The landscape changed as we travelled across Serbia, there was sometimes a town with a factory of some kind, many fields and small rural villages which don’t look like they’ve changed in 100 years. We held out until 12 for lunch and then tucked into our nice cool sandwich from the cold bag. The beers were too nice and cold, we were certainly the only ones with a cold beer and I was very smug about it too. The only problem with drinking was that the toilet on this train was absolutely the worst toilet I’ve ever experienced. It wasn’t far away from “The Worst Toilet in Scotland” from the movie Trainspotting. How it is possible for a toilet which is just a hole in the floor to smell as bad as it does is beyond me.
The day went quite quickly and before we knew it we were approaching the outskirts of Niš. This city was not like Belgrade, it was much smaller and clearly not as visited. To our surprise, the train hung around in Niš for about 20 minutes or so. The group of Germans which has been on the train since Belgrade had somehow managed to arrange a rendezvous with some locals who had bought them beers (the 8% variety). I don’t quite know how they achieved this, but it was pretty impressive and I was a little jealous. We were joined on the train by two french girls who appeared as if they had been travelling for several months (they needed a shower) who promptly proceeded to fall asleep. The train got moving again and to our surprise, we were reversing out of Niš, this was good news as our carriage was now at the rear of the train.
As we kept moving we passed through the stunning Sićevo Gorge where the train followed a narrow track along the Nišava river, it was absolutely brilliant! I stood by the filthy rear window to try and get a few pictures, almost all of them are completely unusable but the view was fantastic nonetheless.
As we were passing through the conductor reappeared and woke the two French girls who it turns out had no ticket and no money. I can’t quite remember what happened but I think they sort of handed over whatever they had left - a very strange situation which left the conductor quite cross.

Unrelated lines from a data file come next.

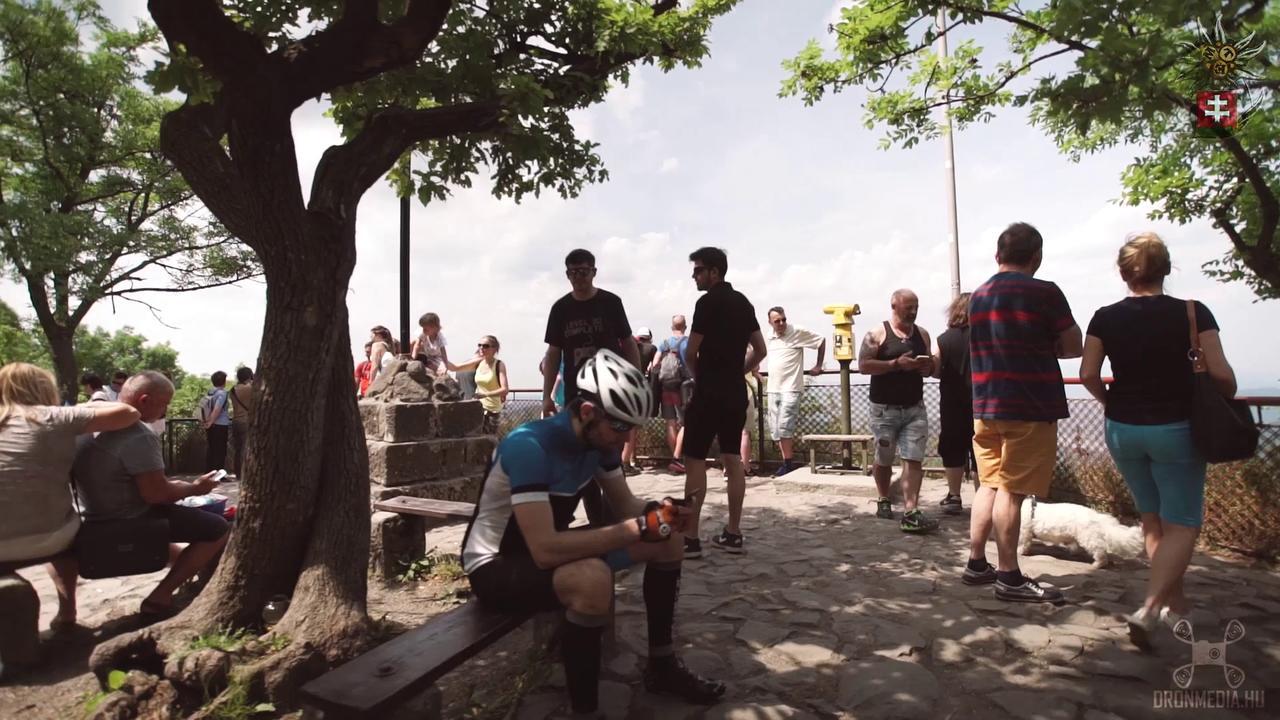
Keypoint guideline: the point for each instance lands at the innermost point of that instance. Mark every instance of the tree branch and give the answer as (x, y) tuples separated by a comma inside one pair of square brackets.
[(347, 171), (224, 49), (357, 46)]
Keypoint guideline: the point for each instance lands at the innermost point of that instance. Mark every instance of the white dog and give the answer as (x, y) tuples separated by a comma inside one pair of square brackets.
[(1078, 527)]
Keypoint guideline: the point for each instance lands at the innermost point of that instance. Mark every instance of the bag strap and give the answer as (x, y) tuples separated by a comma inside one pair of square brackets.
[(1194, 354)]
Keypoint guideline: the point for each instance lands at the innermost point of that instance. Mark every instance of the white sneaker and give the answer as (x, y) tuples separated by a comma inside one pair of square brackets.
[(1142, 623)]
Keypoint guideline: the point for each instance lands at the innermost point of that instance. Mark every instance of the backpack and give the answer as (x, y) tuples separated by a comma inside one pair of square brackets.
[(671, 368), (206, 406)]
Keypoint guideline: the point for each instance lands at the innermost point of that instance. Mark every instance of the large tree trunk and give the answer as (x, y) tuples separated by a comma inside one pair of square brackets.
[(302, 522), (62, 346)]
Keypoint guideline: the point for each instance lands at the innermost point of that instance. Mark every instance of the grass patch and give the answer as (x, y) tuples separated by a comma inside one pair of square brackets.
[(234, 703), (447, 568), (501, 702), (114, 682)]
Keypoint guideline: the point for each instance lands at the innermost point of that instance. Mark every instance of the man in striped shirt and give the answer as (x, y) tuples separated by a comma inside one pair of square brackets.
[(1019, 328)]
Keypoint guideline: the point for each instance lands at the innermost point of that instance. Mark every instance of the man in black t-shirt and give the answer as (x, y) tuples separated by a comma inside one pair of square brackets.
[(723, 324), (580, 323)]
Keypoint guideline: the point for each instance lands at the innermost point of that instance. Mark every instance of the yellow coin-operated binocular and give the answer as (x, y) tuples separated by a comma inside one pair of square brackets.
[(842, 318)]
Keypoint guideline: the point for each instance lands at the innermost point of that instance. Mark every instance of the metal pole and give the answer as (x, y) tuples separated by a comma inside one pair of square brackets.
[(950, 165), (846, 425), (405, 341)]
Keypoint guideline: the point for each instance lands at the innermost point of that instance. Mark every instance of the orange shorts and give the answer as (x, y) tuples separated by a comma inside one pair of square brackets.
[(1015, 455)]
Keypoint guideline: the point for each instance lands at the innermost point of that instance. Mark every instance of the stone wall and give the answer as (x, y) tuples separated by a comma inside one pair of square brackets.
[(423, 441)]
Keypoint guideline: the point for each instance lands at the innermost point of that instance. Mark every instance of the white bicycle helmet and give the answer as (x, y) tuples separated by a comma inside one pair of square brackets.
[(617, 386)]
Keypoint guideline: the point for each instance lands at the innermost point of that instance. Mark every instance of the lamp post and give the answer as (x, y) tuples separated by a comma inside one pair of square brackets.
[(950, 167)]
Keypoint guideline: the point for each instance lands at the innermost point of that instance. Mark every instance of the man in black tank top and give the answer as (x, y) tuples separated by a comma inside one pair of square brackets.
[(896, 356)]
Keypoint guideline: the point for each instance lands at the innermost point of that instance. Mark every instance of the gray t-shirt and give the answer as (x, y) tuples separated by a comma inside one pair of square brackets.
[(105, 469), (36, 449)]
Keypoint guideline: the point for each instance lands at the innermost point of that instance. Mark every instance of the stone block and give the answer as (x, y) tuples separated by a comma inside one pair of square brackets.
[(480, 450), (19, 623), (398, 422), (465, 488), (394, 542), (460, 419)]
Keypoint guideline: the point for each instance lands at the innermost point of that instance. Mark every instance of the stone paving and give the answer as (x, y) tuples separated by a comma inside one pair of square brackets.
[(833, 613)]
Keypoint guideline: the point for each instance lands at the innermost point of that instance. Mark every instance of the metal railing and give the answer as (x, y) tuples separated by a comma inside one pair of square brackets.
[(1242, 500)]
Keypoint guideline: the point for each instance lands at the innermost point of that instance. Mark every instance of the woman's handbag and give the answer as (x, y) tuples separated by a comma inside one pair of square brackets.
[(114, 548), (1223, 428)]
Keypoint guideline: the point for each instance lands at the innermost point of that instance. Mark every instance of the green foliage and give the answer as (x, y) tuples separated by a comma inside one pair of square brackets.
[(225, 639), (447, 568), (1092, 76), (533, 60), (88, 206), (114, 682)]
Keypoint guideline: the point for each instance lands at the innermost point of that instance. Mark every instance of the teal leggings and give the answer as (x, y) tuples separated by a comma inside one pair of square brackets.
[(1164, 470)]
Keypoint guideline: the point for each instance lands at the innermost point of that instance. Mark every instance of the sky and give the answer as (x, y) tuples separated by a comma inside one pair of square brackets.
[(810, 212)]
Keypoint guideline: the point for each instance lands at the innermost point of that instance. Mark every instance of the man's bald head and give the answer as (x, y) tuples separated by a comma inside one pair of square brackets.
[(905, 305), (150, 392)]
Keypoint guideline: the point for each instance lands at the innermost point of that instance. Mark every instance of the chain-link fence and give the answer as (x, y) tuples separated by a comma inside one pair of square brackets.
[(1242, 500)]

Passing through the gorge we were on the final leg through to Sofia. About halfway through, we reached Dimitrovgrad which is the border town between Serbia and Bulgaria. We stopped at the station and were boarded by Serbian officials who collected up everyone’s passports while briefly checking the photos. Everyone on the train waited in a rather confused state hoping that we would see our passports once again. After about 15 minutes or so the men returned and in reverse order to their collection redistributed the freshly-stamped passports to passengers.
The train continued into Bulgaria where we promptly stopped once again for another passport check. Rinse and repeat of the last encounter except for this time we weren’t blessed with any ink as we had returned to an EU member state (although not in the Schengen area). At this point I think the driver swapped with the train on the other line, presumably he was from the Bulgarian State Railways rather than the Serbian counterpart.
The journey through Bulgaria to Sofia was quiet and uneventful, the train continued on and we arrived right on time, 20:30 EEST. Our 11 hour and 20 minute trip had taken us 203 miles as the crow flies from Belgrade, our longest day time train yet and we were quite tired despite having done nothing but sit down for an entire day.